À la clé, une part de 25 % pour les ENR en 2020, que le SER juge réalisable : 125 000 emplois créés d’ici l’échéance, 3,4 milliards d’euros de solde positif sur la balance commerciale et 20 millions de tonnes de CO2 évitées. Les projections pour 2030 « qui prolongent les courbes entre 2012 et 2020 », suggèrent même que l’on pourrait atteindre une part d’énergies renouvelables d’au moins un tiers dans la consommation finale d’énergie. Mais atteindre, déjà, l’objectif de 2020, suppose, pour le Syndicat, la mise en place de 12 propositions en 49 outils concrets. Donner un nouveau souffle à l’éolien terrestre ; « reconstruire la filière photovoltaïque » – le mot est pesé, dit Jean-Louis Bal – ; franchir les barrages qui menacent le développement de l’hydroélectricité ; amplifier l’essor de la chaleur renouvelable en doublant les 250 millions d’euros alloués au Fonds Chaleur quand le Grenelle préconisait 800 M€.

  • Photovoltaïque : une filière à reconstruire

Le photovoltaïque, on le sait, est mal en point. « Malgré les chiffres impressionnants de puissance raccordée, 2011 a été assez destructrice pour la filière », rappelle le président du SER, chiffres à l’appui.

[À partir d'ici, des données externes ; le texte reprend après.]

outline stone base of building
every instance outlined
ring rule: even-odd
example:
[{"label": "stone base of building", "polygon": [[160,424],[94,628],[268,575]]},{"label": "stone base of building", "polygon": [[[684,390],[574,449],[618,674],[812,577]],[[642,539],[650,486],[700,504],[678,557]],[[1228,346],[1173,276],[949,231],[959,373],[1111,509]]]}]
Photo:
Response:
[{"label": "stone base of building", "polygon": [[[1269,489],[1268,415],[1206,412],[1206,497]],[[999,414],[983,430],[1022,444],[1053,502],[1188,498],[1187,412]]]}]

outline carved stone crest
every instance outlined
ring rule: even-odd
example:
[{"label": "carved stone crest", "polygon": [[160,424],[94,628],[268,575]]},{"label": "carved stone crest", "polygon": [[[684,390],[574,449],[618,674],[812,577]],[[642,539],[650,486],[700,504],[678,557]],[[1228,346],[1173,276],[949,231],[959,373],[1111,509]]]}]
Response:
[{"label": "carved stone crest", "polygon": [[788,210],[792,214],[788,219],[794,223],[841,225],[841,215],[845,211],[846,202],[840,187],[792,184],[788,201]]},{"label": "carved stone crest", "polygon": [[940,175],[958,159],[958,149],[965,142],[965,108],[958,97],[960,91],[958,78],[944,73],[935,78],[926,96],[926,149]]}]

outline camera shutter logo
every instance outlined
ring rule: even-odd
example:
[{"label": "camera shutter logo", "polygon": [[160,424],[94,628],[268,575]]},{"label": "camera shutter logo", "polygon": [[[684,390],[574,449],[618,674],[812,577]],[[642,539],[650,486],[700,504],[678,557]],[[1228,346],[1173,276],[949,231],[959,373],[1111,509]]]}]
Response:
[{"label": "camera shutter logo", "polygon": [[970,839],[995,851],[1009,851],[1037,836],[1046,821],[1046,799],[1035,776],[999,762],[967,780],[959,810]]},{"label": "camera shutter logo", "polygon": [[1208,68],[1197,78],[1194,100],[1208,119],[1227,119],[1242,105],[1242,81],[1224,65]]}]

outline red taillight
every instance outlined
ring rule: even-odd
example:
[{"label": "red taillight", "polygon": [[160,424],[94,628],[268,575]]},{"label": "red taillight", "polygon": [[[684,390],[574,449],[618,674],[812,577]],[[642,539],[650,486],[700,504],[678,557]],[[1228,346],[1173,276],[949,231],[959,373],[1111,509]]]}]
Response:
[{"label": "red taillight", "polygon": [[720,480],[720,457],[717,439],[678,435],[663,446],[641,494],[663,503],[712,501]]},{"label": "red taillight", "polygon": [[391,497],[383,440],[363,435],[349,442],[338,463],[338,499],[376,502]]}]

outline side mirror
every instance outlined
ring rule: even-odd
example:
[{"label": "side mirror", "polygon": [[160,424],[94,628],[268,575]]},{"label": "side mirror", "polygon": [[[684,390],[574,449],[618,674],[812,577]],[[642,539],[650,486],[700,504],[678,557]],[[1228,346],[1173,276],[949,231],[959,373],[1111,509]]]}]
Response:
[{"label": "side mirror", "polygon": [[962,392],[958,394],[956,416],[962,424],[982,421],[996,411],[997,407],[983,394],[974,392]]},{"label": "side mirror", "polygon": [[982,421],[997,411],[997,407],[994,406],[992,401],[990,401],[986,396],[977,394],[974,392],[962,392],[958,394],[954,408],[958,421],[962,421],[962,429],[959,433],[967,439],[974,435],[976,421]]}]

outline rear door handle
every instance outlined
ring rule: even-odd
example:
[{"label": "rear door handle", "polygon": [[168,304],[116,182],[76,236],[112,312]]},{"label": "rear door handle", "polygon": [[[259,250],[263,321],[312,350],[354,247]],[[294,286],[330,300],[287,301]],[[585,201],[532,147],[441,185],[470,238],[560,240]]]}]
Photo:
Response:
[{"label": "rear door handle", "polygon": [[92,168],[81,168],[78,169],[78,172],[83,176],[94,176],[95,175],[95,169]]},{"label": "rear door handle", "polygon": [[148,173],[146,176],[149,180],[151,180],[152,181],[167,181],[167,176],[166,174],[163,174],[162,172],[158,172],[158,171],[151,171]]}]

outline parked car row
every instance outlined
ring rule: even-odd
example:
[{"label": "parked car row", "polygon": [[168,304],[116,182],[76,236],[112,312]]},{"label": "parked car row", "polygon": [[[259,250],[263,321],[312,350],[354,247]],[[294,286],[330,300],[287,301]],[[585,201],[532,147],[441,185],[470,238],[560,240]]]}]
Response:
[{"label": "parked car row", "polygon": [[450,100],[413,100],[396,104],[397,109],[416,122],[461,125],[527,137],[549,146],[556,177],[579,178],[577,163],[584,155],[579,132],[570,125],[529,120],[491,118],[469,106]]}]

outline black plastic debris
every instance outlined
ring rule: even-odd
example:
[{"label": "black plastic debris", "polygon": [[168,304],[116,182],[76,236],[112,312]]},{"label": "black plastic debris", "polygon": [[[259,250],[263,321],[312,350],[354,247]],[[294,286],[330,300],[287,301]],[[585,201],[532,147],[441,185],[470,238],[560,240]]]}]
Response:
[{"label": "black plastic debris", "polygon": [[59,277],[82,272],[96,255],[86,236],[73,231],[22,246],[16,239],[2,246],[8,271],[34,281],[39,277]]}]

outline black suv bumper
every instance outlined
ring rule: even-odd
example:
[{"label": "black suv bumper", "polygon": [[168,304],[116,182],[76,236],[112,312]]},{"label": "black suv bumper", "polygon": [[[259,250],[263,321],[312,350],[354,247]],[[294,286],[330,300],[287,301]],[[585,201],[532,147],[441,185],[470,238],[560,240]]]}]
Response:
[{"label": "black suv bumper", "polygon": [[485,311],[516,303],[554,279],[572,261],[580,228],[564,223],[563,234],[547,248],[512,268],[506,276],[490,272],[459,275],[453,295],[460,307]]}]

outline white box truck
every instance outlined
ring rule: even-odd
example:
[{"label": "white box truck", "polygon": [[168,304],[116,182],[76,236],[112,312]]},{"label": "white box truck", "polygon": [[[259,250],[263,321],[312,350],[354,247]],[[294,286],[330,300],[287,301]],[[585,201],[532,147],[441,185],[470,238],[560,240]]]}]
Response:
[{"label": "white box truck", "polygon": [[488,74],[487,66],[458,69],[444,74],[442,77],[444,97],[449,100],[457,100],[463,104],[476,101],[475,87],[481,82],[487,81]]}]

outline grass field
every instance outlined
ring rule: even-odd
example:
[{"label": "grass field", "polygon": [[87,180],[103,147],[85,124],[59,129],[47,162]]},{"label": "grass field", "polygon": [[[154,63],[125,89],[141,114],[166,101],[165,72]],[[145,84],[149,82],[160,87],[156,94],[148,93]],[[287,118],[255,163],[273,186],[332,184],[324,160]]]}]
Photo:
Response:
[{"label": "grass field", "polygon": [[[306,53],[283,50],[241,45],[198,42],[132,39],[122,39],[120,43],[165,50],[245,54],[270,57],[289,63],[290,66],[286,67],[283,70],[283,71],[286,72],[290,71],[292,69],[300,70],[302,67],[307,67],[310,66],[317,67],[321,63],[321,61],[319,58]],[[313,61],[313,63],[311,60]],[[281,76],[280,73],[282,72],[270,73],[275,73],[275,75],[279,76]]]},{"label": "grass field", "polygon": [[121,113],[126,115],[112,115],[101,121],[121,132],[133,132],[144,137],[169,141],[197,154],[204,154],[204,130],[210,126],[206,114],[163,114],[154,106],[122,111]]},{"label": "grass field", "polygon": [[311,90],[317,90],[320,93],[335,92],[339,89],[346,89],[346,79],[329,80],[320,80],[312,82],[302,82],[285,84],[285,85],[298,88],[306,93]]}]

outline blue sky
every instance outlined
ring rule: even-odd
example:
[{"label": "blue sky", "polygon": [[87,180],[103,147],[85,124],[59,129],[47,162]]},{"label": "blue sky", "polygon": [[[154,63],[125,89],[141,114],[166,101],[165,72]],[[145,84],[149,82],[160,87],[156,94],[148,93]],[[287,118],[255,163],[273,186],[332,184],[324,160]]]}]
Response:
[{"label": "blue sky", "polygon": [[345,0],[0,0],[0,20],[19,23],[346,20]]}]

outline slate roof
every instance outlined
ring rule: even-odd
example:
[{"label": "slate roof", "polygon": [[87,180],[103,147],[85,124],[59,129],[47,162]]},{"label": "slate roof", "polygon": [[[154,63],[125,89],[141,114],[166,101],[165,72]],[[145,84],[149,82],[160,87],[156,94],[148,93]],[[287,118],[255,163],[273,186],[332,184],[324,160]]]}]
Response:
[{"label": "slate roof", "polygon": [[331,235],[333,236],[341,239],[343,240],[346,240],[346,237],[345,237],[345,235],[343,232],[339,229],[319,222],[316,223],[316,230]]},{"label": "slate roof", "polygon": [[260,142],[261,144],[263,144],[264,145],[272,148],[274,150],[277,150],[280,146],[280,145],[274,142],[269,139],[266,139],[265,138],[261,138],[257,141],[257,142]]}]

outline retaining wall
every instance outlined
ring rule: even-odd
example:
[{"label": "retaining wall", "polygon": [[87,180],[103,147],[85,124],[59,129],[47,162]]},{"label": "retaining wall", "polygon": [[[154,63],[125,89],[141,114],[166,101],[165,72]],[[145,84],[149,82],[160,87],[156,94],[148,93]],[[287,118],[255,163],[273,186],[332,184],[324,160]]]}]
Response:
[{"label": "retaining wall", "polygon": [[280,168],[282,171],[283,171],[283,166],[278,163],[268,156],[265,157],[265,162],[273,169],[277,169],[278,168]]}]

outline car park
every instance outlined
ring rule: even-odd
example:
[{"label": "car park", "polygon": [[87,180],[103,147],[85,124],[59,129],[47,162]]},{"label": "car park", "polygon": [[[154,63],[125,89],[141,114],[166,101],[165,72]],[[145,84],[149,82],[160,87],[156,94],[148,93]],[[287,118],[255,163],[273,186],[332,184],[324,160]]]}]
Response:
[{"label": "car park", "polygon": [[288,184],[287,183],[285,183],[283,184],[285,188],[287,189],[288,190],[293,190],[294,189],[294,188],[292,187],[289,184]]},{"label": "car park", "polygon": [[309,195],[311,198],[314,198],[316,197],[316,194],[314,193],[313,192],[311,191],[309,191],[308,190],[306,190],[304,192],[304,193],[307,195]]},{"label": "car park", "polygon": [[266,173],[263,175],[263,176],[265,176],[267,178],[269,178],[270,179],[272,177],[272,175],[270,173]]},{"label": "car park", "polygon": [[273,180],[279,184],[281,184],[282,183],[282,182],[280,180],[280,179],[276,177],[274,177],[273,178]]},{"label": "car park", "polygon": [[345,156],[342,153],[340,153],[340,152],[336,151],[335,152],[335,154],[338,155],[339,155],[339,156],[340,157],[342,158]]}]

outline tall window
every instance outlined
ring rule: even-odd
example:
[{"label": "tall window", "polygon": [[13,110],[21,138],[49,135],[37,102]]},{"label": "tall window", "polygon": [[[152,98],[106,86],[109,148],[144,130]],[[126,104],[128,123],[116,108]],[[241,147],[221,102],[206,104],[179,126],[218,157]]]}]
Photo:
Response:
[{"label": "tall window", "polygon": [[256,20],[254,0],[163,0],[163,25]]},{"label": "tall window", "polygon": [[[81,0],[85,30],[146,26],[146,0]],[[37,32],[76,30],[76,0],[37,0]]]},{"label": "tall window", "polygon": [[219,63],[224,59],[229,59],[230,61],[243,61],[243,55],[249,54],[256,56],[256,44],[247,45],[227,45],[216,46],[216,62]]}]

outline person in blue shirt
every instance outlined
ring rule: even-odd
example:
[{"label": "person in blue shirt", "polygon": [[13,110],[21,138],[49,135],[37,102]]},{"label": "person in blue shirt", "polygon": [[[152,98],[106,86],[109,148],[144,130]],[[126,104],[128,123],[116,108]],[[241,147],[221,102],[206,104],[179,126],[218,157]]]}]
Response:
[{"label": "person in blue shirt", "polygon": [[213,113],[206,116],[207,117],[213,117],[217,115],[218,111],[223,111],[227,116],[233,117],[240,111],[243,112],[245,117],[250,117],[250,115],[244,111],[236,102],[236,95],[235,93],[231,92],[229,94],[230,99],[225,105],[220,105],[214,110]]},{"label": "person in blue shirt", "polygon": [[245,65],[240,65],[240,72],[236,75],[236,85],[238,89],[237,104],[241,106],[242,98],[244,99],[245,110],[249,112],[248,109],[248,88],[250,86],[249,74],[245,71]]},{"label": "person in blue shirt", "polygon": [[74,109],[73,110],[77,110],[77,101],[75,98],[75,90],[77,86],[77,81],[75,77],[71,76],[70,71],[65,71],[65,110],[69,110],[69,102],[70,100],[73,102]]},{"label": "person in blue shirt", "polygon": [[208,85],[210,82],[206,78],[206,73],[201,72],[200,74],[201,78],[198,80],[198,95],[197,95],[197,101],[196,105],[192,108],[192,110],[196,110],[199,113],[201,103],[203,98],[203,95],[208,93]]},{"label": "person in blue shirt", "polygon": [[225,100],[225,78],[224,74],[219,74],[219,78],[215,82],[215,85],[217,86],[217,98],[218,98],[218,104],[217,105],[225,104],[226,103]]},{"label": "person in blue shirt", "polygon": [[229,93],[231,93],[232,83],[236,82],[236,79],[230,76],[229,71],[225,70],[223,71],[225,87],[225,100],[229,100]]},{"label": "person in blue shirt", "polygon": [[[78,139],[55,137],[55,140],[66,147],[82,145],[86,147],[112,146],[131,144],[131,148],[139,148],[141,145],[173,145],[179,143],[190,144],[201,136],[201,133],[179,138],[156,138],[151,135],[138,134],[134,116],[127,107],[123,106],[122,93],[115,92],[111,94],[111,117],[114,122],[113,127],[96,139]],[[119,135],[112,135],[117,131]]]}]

Fin 2010, le secteur employait 25 000 personnes, fin 2011 quelque 18 000. 7 000 emplois détruits ! Le syndicat demande d’inscrire un objectif de 20 000 MW en 2020 dans la prochaine programmation pluriannuelle des investissements (PPI).
Pourtant le bilan 2011 montre une capacité photovoltaïque mise en exploitation de 1 300 MW, selon le bilan de RTE rendu public jeudi  19 janvier. Pour la première fois, la capacité PV 2011 a été supérieure à celle de l’éolien, qui affiche un bien « pauvre » 875 MW (toujours selon RTE). Au total, les parcs installés de photovoltaïque et d’éolien atteints à fin 2011 respectivement 2 230 MW et 6 640 MW. Les taux de couverture de la consommation par la production de ces deux énergies renouvelables ont été respectivement de 0,5 % (0,1 % en 2010) et 2,5 % (1,9 % en 2010).

  • Hydroélectricité : un potentiel fort dans certaines régions

Côté hydroélectricité, les colloques se multiplient sur la procédure de renouvellement des concessions, ironise pour sa part Anne Penalba, présidente de France hydro-électricité. Mais l’atteinte des 3 TWh supplémentaires identifiés comme objectif par le Grenelle à l’horizon 2020 est « très très mal partie ». En raison de la superposition des couches réglementaires (« il s’en rajoute tous les mois sous une forme ou une autre »), d’une part. De la déclinaison régionale des responsabilités d’autre part : les demandes doivent être inscrites dans les schémas régionaux climat-air-énergie, d’un côté, dans la loi sur l’eau, de l’autre (elles relèvent donc alors des comités de bassin). Du fait de la difficulté de mettre en cohérence ces demandes, « nous craignons un blocage total du potentiel », insiste-t-elle. Pourtant, la profession a recensé un potentiel sur certaines régions, les plus propices à cette énergie, de 10,2 TWh à la fois sur des sites vierges et sur des barrages existants.